After a further three seasons with the club, Peña joined Albacete Balompié also in the Segunda División. He played 24 matches in 2002–03, and the latter side returned to La Liga through a third-place finish.

Peña made his debut in the Spanish top flight on 30 August 2003, playing the full 90 minutes in a 0–2 home loss against CA Osasuna. He was sent off in the next fixture at the Estadio Carlos Belmonte (2–1 defeat to FC Barcelona) and, at the end of the following campaign, again with him as an undisputed starter, his team was relegated.

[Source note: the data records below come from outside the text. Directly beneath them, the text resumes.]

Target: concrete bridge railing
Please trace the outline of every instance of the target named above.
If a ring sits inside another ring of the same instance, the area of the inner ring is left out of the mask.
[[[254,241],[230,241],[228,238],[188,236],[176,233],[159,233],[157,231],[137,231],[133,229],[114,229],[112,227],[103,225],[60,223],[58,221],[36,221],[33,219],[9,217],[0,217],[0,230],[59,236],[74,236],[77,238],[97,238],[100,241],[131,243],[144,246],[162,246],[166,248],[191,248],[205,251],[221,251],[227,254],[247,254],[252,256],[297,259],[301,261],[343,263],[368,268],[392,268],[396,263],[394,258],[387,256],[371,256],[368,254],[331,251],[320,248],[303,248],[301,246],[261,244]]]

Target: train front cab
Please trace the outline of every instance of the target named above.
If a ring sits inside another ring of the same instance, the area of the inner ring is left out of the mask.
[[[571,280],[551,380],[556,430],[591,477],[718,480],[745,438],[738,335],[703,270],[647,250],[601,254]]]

In summer 2006, Peña moved to Real Murcia CF from the second tier. During his three-year tenure, he only missed a total of 14 games and also competed in the top division in 2007–08.

Aged 31, Peña signed with Hércules CF in 2009 off-season. He went on to remain connected with the Alicante-based club for nearly a decade, representing it in all three major levels of Spanish football and acting as captain. He scored his first competitive goal for them – and second as a professional – on 24 March 2013, in a 2–0 away win over CD Guadalajara.

Peña joined amateurs CF Intercity in 2018. He achieved two other promotions in a three-year spell and, at the end of his final season, was named their technical secretary.